19.08.2009 - 7 Kürzung der Zuschüsse an die freien Träger
Grunddaten
- TOP:
- Ö 7
- Sitzung:
-
Sitzung des Sozialausschusses
- Datum:
- Mi., 19.08.2009
- Status:
- gemischt (Niederschrift genehmigt)
- Uhrzeit:
- 16:00
- Anlass:
- normale Sitzung
- Beratung:
- öffentlich
- Vorlageart:
- Beschlussvorlage
- Federführend:
- FB55 - Jugend und Soziales
- Bearbeitung:
- Petra Seifert
- Beschluss:
- vertagt
Wortprotokoll
Zusammenfassung des
Diskussionsergebnisses:
Herr Haensel drückt seine
Erleichterung darüber aus, dass vom Rat der Stadt Hagen der Sozialausschuss in
dieser Angelegenheit mit einbezogen worden sei und dass die Möglichkeit gegeben
sei, aus fachlicher Sicht zu diskutieren. Man habe sich in der Arbeitsgemeinschaft
der Verbände dahingehend verständigt, dass man noch mal das Gespräch mit der
Spitze der Verwaltung suchen wolle. Das sei in Teilen bereits abgearbeitet
worden. Man sei zu der Überzeugung gekommen, dass weitere Gespräche notwendig
seien. Man wolle die Kommunalwahl abwarten
Es sei die Idee entwickelt worden, sich mit den politisch
Verantwortlichen im unmittelbaren Anschluss
zu einem Spitzengespräch zusammenzusetzen. In relativ kurzer Zeit müsse
man die etwas weiteren Zusammenhänge
einfangen und sich nicht auf einzelne Dienstleistungen beschränken.

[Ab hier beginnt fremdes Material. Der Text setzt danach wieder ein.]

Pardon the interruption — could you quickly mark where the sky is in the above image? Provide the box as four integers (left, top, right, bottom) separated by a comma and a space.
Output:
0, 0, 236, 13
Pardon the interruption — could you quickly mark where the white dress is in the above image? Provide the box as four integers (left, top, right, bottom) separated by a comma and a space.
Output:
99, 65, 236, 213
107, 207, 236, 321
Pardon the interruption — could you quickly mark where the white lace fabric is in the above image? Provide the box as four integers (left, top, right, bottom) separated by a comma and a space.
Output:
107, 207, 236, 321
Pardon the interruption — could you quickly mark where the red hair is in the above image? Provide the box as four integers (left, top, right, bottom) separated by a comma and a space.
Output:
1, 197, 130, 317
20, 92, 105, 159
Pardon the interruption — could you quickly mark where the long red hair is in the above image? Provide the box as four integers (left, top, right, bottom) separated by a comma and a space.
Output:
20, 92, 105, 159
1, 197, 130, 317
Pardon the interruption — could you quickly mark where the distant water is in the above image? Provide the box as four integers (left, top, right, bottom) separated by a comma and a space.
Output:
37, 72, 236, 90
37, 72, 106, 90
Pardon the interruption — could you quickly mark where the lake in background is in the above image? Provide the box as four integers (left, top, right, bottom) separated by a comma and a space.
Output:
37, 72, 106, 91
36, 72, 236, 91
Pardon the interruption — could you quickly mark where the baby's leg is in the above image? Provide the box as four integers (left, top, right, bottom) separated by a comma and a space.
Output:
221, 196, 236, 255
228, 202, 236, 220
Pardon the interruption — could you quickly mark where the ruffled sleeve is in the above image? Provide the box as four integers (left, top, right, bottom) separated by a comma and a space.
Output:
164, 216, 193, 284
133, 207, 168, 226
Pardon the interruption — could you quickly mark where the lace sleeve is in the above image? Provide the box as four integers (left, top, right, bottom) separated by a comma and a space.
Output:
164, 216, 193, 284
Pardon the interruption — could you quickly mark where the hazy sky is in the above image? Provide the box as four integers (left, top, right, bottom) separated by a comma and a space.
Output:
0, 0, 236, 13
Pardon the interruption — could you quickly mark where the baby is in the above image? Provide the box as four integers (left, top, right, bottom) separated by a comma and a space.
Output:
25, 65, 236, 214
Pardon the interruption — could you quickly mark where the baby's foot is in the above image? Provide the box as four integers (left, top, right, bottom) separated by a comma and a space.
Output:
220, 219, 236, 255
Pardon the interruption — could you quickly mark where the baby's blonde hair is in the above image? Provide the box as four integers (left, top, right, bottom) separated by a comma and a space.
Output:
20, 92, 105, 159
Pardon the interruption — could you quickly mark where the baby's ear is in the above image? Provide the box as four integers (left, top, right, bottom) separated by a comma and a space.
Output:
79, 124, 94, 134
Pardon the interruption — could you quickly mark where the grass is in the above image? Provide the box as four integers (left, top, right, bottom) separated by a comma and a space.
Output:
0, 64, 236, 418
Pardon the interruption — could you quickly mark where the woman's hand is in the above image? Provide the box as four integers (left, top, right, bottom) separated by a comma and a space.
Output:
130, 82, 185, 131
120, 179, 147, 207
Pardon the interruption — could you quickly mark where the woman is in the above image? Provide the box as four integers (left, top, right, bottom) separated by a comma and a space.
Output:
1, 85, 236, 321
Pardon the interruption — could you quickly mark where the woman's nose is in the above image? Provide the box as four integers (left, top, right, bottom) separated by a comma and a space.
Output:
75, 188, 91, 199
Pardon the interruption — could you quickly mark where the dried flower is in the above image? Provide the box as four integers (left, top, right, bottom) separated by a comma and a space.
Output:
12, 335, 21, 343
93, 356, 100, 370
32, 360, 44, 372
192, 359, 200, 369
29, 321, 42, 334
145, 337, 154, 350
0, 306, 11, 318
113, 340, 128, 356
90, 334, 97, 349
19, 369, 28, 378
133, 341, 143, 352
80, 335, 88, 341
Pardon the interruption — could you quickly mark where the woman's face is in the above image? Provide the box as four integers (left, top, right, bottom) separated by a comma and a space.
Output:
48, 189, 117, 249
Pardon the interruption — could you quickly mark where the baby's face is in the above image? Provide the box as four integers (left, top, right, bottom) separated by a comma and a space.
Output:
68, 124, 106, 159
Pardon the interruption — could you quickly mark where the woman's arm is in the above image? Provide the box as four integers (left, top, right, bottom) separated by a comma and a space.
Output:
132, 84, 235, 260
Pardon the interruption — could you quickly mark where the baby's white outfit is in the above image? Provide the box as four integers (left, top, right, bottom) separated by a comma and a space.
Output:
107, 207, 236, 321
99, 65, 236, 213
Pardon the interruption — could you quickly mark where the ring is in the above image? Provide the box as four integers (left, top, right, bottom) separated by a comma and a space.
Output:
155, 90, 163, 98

Er bedanke sich dafür, dass man immer wieder eine Korridorverlängerung
erhalten habe. Auf die Frage der Kündigungsfristen könne man sehr flexibel
reagieren. Er empfände es als wenig ratsam, vor diesem Gespräch zu sehr ins
Detail zu gehen. Er würde sich eine Verschiebung wünschen.
Frau Kurte schließt sich
den Ausführungen an und beantragt für ihre Fraktion die erste Lesung der
Vorlage.
Herr Dücker schließt sich
dem an und regt an, dann in einem breiteren Rahmen Gespräche zu führen. Das Subsidiaritätsprinzip
solle dabei etwas höher gehalten werden.
Herr Mervelskemper
schließt sich den Ausführungen von Herrn Haensel an.
Frau Buchholz regt an,
sich bei den Gesprächen vorliegende Gesamtkonzepte, zumindest aber auch Querverbindungen
und Zusammenhänge mit anderen Bereichen zu betrachten. Durch die Sommerpause
gebe es natürlich auch noch Beratungsbedarf. Die Fraktionen tagten erst in der
nächsten Woche.
Dr. Schmidt erinnert an
das zweite Sparpaket, das im Rahmen der Sparkommission noch zusätzlich
abzuarbeiten sei. Er bittet die Verbände, wenn die Gespräche über einen
möglichen Kündigungstermin hinausgingen, im Zweifel diese Fristen nach hinten
zu setzen. Er bäte, diese Zusage mitnehmen zu können.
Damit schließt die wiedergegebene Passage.